Mirage

This entry is part 81 of 92 in the series Morning Porch Poems: Spring 2011

In front of a cloud
of blossoming mountain laurel,
a deer: the flash of her tan coat
passing quicker than a kiss farewell—

Always, you travel ahead. And yet
you’ve cast your shadow everywhere:
even here in the river shallows,
refracted in the volatile colors of fish
swimming from the brutal heat of day.

 

In response to an entry from the Morning Porch.

Vespertine

This entry is part 80 of 92 in the series Morning Porch Poems: Spring 2011

So yellow, so open now—
as though the evening primroses

had soaked in morning’s heat
and saved it for the darkest
hours of night.

What do they have
to teach me of grasping and letting go?

Even the bee is forced to make its visits
cloaked in the dressing-gown of dusk.
The claw-shaped shadows cross

like weapons; retract, and yet remain.

 

In response to an entry from the Morning Porch.

Luisa Igloria on her daily writing practice

Now it’s the turn of Via Negativa’s other regular contributor to hold forth at Marly Youmans’ blog as part of the ongoing House of Words series there. Fortunately, she’s not quite as prolix as I was! Luisa talks about how she got started using entries from The Morning Porch as writing prompts, and gives three examples of how particular entries sparked the poems they did.
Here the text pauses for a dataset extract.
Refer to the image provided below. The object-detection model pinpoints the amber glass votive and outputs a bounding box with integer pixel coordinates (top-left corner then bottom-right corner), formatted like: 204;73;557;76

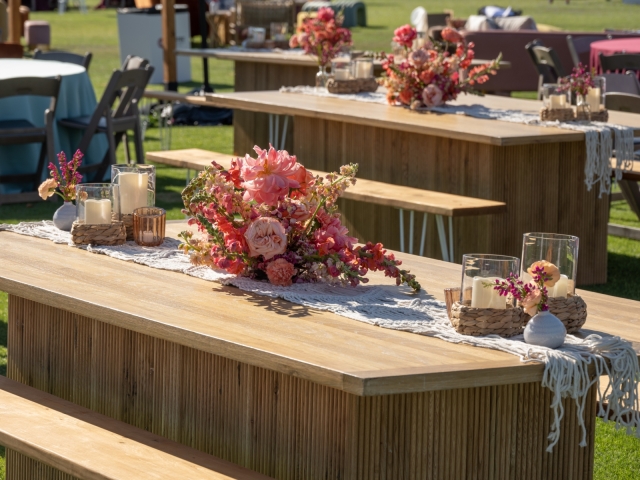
133;207;167;247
For instance, Dave’s TMP observation on January 28 was “The silence of falling snow. When my furnace kicks on, the three deer digging under the wild apple tree startle and run down the slope.” When I read that, the first sentence, “The silence of falling snow” coupled with the image of “the wild apple tree” had a certain beautiful gravity that felt– and sounded– almost biblical. The wild apple tree and the three deer digging also made me think immediately of medieval tapestries, rich with illustrations of plants and animals. From there it was a short leap to recalling stories in bestiaries like the Physiologus. […]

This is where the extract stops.